O abismo entre a ISO e o mercado

Quando você diz que trabalha com a ISO 9001, qual a reação mais comum? Eu falo isso porque sempre recebo uma cara pálida. Imagino que a pessoa não tem certeza  do que é ISO, mas também não quer perguntar, porque deve pensar que a conversa vai ficar chata. A impressão que se tem da ISO está incrivelmente distante da que se tem da engenharia, por exemplo, embora os dois estejam intimamente ligados.

Parece opinião pessoal, mas é o que aparece nas pesquisas. A péssima imagem que se tem da ISO existe até dentro das empresas certificadas. Em março, constatamos que apenas 11% dos RDs acreditam que há engajamento em gestão da qualidade dentro da própria empresa (veja a pesquisa). Da base ao topo da pirâmide, pouca gente está realmente interessada nesse assunto.

 

Como envolver a diretoria com a qualidade?

O que me motivou a escrever este artigo é a percepção comum de que o problema está com a diretoria. Infelizmente, a versão 2015 da ISO 9001 “exige” maior participação da alta direção, mas não faz nenhum movimento nesta direção e deixa todo o trabalho para os RDs.

A diretoria não se interessa pela ISO 9001 porque, quando a norma é apresentada, de fato não parece interessante. Vejamos alguns aspectos.

 

1) Apresentação

– Qual das imagens abaixo aparenta ser um trabalho amador e sem graça, como um rascunho inacabado?
– Qual parece um modelo internacional amplamente reconhecido, cativante, referência de qualidade?

grafic

A primeira representa uma ilustração da ISO 9001. Ela parece profissional, clara, cativante? A segunda é o Modelo de Excelência da Gestão (MEG), da Fundação Nacional da Qualidade (FNQ). Este modelo evidentemente passou por um trabalho para ficar, ao menos, apresentável. A terceira é um modelo da IDEO, uma das empresas mais inovadoras do mundo, desde a criação do mouse da Apple em 1983, até o modelo de gestão de bibliotecas públicas sustentáveis para o Instituto Bill & Melinda Gates no ano passado. O modelo chamado de IDEO U é interativo, moderno, extremamente claro, coberto por ferramentas de apoio. O modelo da IDEO não precisa “exigir envolvimento”. Ele faz este trabalho.
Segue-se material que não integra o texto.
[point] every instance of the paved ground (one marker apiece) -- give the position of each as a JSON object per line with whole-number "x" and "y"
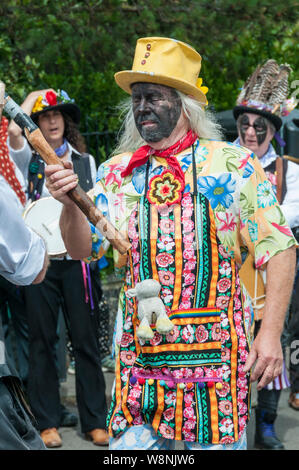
{"x": 287, "y": 423}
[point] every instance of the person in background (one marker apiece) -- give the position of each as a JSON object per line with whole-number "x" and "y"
{"x": 188, "y": 203}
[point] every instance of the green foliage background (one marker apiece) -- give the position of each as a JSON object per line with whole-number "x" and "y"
{"x": 79, "y": 45}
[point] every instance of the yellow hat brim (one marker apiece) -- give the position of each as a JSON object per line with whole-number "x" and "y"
{"x": 126, "y": 78}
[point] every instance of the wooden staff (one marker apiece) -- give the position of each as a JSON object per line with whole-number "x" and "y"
{"x": 81, "y": 199}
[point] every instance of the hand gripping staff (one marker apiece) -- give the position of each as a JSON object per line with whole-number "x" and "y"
{"x": 81, "y": 199}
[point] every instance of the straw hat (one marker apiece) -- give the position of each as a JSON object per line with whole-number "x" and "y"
{"x": 167, "y": 62}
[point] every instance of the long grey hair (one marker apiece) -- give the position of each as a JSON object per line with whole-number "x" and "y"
{"x": 203, "y": 123}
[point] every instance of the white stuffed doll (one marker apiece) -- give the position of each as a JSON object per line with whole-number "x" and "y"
{"x": 151, "y": 309}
É envolvente por si só.

 

2) Redação

Depois de discutir em grupo sobre o real significado de um trecho da ISO 9001, sem chegar a um consenso, consultei o professor Cláudio Moreno, um dos maiores especialistas em língua portuguesa no Brasil. A dúvida, que era pra ser gramatical, trouxe uma resposta muito mais efetiva. O professor respondeu que, se o texto deixa dúvidas e gera debates, independente da regra gramatical, o fato é que ele foi mal construído. Um bom texto é aquele que passa a mensagem de forma clara. O texto da ISO é complexo em vários aspectos, tanto que é preciso pagar a um consultor para compreendê-lo e implementá-lo.

 

3) Gestão

Quantas empresas são certificadas ISO 9001 no Brasil? Enquanto meu celular está conectado com a lâmpada de casa, os dados publicados no site da ISO são de 2 anos atrás, com metodologia questionável. Medições mais profundas, como eficácia da implementação da norma, ou lucro associado ficam a cargo de iniciativas privadas. Estamos na era do Big Data. Aqui na Qualyteam sabemos quantas pessoas estão usando nosso sistema neste exato momento, com qual dispositivo e em qual parte do mundo. E isso é tão comum que nem consideramos diferencial.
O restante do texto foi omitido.